The report “A Transatlantic Pakistan Policy” highlights the need for increased cooperation between the United States and Europe in countering the growth in nuclear weapons which poses an increasingly serious risk to global security. In the report the authors emphasise the point that the United States and Europe should have a more directed and mutually coordinated policy vis-à-vis Pakistan. Many of the problems in Pakistan have both regional and global implications. Connections with terrorism and radical movements that are cultivated and trained in Pakistan constitute such a problem area. The country has major economic and administrative problems. According to the report, civil-military relations are strained and the police force does not function as it should.
“In the past, western attention has been focused on Afghanistan. But the United States and Europe should focus more on the development of nuclear weapons in Pakistan. The country’s nuclear weapons arsenal is increasing and Pakistan’s attitude to nuclear weapons is also problematic since such weapons are regarded as militarily usable and not only as deterrents”, says John Rydqvist, Asia Security Studies programme manager and security expert at FOI.
Since the Second World War and the partition of India, Pakistan has created and nurtured paramilitary forces for its own national purposes. Local guerrilla movements came into being, for example in areas such as Kashmir, to fight for or against belonging to India rather than Pakistan. As a means of being able to defend itself against India, Pakistan has permitted guerrilla warfare to complement the capabilities of its regional forces.

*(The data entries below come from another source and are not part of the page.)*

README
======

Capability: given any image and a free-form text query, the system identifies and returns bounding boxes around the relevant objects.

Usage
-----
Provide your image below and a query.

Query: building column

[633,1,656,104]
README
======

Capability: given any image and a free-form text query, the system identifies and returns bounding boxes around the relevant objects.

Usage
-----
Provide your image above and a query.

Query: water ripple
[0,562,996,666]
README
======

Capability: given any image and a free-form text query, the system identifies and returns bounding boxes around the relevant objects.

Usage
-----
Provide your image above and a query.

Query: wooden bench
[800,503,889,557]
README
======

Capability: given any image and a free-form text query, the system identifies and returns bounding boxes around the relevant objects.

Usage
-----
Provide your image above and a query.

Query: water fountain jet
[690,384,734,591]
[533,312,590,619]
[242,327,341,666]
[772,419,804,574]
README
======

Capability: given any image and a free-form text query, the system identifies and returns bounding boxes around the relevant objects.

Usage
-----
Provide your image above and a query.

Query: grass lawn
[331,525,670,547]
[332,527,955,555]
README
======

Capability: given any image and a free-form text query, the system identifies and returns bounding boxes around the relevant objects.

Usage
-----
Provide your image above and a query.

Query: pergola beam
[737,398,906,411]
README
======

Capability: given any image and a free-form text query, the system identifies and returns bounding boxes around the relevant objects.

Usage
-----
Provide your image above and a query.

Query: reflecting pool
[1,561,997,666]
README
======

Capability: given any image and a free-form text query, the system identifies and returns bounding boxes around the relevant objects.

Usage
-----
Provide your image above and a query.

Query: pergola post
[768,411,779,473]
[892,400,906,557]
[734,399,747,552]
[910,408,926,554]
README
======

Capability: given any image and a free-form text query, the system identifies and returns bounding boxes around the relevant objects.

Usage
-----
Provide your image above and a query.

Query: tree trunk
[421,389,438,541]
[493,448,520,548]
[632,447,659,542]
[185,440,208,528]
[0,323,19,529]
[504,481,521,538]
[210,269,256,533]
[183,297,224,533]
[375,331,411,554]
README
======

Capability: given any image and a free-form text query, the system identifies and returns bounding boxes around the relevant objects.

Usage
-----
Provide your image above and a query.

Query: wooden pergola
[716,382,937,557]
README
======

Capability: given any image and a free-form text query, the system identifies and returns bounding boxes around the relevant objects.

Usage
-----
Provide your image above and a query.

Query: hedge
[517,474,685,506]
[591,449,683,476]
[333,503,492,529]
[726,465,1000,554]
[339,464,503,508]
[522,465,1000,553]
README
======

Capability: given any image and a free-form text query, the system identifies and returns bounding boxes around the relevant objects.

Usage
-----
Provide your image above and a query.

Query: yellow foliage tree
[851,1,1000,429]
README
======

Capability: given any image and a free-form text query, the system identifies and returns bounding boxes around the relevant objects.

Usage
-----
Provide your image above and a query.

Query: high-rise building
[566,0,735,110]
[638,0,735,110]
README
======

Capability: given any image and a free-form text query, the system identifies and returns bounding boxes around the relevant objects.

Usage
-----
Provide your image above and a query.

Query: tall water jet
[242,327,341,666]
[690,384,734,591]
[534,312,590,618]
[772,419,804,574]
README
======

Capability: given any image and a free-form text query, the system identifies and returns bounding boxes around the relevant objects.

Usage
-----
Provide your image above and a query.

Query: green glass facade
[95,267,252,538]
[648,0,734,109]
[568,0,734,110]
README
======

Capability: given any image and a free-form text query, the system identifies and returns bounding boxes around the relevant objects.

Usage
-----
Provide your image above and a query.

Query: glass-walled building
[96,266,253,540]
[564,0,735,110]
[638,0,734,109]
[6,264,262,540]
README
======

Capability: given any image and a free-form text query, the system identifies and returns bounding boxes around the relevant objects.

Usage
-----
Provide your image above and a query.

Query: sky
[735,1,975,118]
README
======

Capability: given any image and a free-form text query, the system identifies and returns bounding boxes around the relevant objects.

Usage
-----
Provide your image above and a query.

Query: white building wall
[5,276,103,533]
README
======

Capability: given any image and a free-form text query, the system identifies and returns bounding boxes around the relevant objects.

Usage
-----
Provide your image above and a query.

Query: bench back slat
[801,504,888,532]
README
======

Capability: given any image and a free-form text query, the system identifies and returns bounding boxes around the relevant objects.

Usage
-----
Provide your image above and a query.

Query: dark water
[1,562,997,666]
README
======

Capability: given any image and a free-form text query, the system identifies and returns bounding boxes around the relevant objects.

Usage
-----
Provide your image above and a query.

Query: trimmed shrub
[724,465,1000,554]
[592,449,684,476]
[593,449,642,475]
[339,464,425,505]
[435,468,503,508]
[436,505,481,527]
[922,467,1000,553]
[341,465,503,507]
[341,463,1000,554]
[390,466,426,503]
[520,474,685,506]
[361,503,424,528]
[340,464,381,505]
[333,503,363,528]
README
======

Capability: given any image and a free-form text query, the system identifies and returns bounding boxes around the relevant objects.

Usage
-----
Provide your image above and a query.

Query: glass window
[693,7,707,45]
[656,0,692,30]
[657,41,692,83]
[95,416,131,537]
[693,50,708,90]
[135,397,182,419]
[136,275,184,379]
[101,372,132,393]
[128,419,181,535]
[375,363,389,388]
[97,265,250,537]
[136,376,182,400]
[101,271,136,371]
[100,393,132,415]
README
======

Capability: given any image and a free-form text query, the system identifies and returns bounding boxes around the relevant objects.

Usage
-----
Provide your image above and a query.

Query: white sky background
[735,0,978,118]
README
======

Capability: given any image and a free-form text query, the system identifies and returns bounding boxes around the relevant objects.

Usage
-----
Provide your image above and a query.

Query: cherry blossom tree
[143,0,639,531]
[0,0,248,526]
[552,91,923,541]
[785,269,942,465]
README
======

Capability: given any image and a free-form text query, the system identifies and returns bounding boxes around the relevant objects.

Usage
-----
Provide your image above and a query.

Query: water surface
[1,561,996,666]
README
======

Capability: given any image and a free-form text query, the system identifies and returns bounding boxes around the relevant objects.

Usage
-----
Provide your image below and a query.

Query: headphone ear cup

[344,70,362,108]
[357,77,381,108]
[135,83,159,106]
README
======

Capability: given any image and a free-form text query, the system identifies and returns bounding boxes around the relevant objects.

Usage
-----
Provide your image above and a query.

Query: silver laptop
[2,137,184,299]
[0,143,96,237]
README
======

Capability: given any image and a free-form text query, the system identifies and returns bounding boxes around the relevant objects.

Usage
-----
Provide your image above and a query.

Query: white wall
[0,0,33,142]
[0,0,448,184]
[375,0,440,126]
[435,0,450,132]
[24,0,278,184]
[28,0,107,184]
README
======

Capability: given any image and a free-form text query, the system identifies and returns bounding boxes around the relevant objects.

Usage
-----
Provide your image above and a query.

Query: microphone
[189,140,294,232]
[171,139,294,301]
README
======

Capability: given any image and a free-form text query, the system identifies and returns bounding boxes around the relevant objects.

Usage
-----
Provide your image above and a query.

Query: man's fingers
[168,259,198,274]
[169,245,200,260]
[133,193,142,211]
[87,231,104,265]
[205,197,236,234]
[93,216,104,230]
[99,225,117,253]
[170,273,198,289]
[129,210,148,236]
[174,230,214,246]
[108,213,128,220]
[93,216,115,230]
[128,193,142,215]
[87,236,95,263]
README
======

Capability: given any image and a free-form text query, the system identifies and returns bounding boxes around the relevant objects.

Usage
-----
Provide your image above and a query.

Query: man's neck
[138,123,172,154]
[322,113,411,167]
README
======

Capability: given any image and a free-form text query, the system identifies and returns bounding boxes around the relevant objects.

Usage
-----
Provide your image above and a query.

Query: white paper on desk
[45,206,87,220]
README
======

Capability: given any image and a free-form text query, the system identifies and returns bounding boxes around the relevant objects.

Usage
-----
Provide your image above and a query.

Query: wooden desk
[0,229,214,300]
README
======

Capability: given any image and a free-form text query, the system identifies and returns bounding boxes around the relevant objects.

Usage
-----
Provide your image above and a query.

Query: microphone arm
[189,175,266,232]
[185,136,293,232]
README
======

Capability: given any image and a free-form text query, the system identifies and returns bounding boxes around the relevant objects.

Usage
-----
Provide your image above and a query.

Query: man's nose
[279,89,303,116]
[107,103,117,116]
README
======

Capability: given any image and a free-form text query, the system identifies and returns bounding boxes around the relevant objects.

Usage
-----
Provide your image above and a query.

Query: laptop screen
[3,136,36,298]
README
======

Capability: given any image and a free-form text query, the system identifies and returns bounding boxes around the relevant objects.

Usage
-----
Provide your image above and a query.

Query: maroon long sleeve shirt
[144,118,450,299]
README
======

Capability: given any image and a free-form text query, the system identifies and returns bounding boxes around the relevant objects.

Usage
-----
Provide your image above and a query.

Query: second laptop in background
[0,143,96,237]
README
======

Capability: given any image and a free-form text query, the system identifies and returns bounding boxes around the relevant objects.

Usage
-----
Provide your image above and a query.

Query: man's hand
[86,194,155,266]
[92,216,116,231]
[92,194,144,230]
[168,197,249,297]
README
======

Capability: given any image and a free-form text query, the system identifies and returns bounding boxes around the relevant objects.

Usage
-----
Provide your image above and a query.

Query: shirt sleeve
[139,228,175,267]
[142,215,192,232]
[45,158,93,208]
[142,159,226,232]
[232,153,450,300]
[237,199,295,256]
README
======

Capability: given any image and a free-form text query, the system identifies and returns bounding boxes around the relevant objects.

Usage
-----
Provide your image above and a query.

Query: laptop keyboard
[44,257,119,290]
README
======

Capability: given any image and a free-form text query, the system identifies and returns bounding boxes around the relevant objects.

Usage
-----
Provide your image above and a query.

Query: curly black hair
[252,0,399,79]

The ideological currents that emerged in Afghanistan were initially focused on forming a new government and a new society. The Taliban took power in Kabul and kept it for a time during the 1990s. Following the American military action against the Taliban in 2001 and onwards, the Taliban withdrew to Pakistan. There they had a safe haven in the tribal areas in the north which are subject to special, antiquated colonial laws, and where the state has little control,” says John Rydqvist.
Parts of the armed groups previously nurtured by Pakistan then turned against Pakistan itself which they regard as having become too western oriented. This applies particularly to the Pakistani Taliban.
“The ideological currents that emerged in Afghanistan are also closely connected with the global jihadist movement and, during the 1990s, on the basis of these same ideas, Al-Qaeda came into being,” says John Rydqvist. The fact that Taliban groups have a safe haven in Pakistan is problematic politically and is a cause of tension and friction between the transatlantic countries and Pakistan. The United Sates and Europe cannot solve Pakistan’s problems but better coordination in a transatlantic context may perhaps contribute to an improvement in the situation.